Materials showing long-range two-dimensional hexagonal order (called SBA-15 in the literature) were produced by templating a silica precursor (TEOS) with two Pluronic copolymers, EOxPOyEOx, of nearly the same x/y (0.3) ratio but different y values (x 18, y = 60 and x 20, y = 70, respectively); These materials were hydrothermally treated to increase the condensation of silicate species around the Pluronic aggregates and calcined to liberate the hexagonal array of mesopores. All materials, i.e., before and after hydrothermal treatment and calcination, were investigated by X-ray diffraction (XRD), and all calcined samples were further characterized by transmission electron microscopy and N-2 sorption experiments. The large number and narrow width of the XRD powder diffraction lines demonstrate the good crystallographic quality of the materials. This allows us to quantitatively exploit the XRD reflection intensities and to show that simple structural models of the silica lattice cannot account for them. This means that SBA-15 materials cannot be regarded as an ideal hexagonal lattice of pores imbedded in a uniform silica matrix.

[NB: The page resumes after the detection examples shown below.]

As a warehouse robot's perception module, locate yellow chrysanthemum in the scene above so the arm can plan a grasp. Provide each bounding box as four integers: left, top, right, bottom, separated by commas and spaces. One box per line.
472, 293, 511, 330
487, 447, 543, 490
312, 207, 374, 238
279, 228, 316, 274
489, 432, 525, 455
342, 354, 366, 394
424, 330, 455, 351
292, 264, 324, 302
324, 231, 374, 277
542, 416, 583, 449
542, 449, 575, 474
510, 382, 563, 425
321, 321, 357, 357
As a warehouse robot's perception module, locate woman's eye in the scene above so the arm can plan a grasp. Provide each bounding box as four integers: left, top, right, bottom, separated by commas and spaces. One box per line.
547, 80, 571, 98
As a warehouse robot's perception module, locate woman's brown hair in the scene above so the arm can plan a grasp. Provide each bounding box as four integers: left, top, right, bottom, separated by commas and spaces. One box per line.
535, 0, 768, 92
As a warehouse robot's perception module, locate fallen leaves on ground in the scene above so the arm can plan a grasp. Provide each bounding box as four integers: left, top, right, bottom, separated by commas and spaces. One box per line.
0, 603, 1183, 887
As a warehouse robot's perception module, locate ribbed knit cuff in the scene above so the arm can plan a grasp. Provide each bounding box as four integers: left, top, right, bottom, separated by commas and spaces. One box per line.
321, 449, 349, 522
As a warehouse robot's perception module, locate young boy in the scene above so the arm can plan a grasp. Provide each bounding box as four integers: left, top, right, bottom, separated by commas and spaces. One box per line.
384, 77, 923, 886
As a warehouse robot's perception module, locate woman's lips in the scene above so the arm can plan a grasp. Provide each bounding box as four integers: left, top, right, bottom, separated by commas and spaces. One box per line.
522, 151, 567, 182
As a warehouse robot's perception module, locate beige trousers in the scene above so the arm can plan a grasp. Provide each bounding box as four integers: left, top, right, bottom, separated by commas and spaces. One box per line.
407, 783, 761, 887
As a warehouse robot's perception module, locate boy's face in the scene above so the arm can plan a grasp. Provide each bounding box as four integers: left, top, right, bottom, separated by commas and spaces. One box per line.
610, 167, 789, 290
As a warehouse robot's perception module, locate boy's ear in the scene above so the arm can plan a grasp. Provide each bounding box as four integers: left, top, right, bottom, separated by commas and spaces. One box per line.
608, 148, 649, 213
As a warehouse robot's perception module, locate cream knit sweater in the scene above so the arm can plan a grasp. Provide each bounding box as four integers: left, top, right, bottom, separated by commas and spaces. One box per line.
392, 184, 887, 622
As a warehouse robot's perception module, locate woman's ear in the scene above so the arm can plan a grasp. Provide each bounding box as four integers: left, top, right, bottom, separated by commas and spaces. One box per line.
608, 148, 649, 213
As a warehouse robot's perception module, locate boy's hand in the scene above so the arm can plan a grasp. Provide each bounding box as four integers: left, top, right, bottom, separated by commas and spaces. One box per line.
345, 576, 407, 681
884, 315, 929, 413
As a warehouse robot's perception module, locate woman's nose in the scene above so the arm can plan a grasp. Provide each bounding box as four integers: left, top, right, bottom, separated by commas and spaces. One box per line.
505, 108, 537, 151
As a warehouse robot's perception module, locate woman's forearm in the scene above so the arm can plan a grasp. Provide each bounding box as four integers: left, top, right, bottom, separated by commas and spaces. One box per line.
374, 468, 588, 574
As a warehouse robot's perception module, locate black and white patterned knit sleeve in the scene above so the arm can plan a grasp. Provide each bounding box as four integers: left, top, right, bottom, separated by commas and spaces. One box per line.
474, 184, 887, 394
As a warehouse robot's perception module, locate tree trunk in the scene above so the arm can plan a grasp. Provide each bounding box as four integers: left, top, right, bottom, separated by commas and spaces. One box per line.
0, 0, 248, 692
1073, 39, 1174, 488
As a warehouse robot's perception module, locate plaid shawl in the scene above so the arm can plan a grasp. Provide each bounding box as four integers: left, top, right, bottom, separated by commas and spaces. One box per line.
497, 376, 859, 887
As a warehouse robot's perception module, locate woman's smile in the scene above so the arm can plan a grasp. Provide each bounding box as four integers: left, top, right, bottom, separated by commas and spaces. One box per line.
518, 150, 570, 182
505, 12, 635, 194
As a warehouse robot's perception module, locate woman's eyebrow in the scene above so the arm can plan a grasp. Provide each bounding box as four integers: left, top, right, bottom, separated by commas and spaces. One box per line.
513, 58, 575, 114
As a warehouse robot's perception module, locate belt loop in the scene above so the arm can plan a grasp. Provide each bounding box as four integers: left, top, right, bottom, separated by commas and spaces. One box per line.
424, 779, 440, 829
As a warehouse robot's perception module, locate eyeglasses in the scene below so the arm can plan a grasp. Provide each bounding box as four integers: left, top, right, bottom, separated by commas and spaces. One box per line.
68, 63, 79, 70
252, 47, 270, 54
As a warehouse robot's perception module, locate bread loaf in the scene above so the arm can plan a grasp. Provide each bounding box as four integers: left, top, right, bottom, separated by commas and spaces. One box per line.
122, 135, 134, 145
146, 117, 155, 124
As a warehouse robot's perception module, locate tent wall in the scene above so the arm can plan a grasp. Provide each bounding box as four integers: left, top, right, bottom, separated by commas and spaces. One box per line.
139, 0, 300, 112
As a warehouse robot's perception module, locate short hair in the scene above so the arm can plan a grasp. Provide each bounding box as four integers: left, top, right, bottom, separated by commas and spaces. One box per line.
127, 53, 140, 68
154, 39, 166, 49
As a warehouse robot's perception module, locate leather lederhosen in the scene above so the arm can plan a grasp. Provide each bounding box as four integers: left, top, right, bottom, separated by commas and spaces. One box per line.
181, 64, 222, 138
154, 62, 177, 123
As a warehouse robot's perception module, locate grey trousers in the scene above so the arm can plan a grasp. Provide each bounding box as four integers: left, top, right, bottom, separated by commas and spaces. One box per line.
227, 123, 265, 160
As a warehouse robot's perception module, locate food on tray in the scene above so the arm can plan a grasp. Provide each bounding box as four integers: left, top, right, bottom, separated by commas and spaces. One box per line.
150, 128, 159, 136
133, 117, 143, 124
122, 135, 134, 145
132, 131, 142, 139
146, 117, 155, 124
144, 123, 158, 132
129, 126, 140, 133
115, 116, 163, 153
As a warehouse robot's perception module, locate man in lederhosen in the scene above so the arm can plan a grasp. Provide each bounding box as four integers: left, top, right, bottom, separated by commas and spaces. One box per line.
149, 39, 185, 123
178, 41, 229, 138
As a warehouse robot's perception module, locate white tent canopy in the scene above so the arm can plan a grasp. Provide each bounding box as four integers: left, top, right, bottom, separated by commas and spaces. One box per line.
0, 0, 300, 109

The structure of the silica walls is more complex and shows a "corona" region of lower density around the cylindrical organic aggregates.:This corona becomes microporous upon calcination, and we suggest that it arises from the partial occlusion of the PEO chains in the silica matrix. Modeling the XRD intensities allows us, for all the solids of this series::to derive estimates of pore diameters, corona, and wall thicknesses and to examine the influence on these structural parameters of the hydrothermal treatment.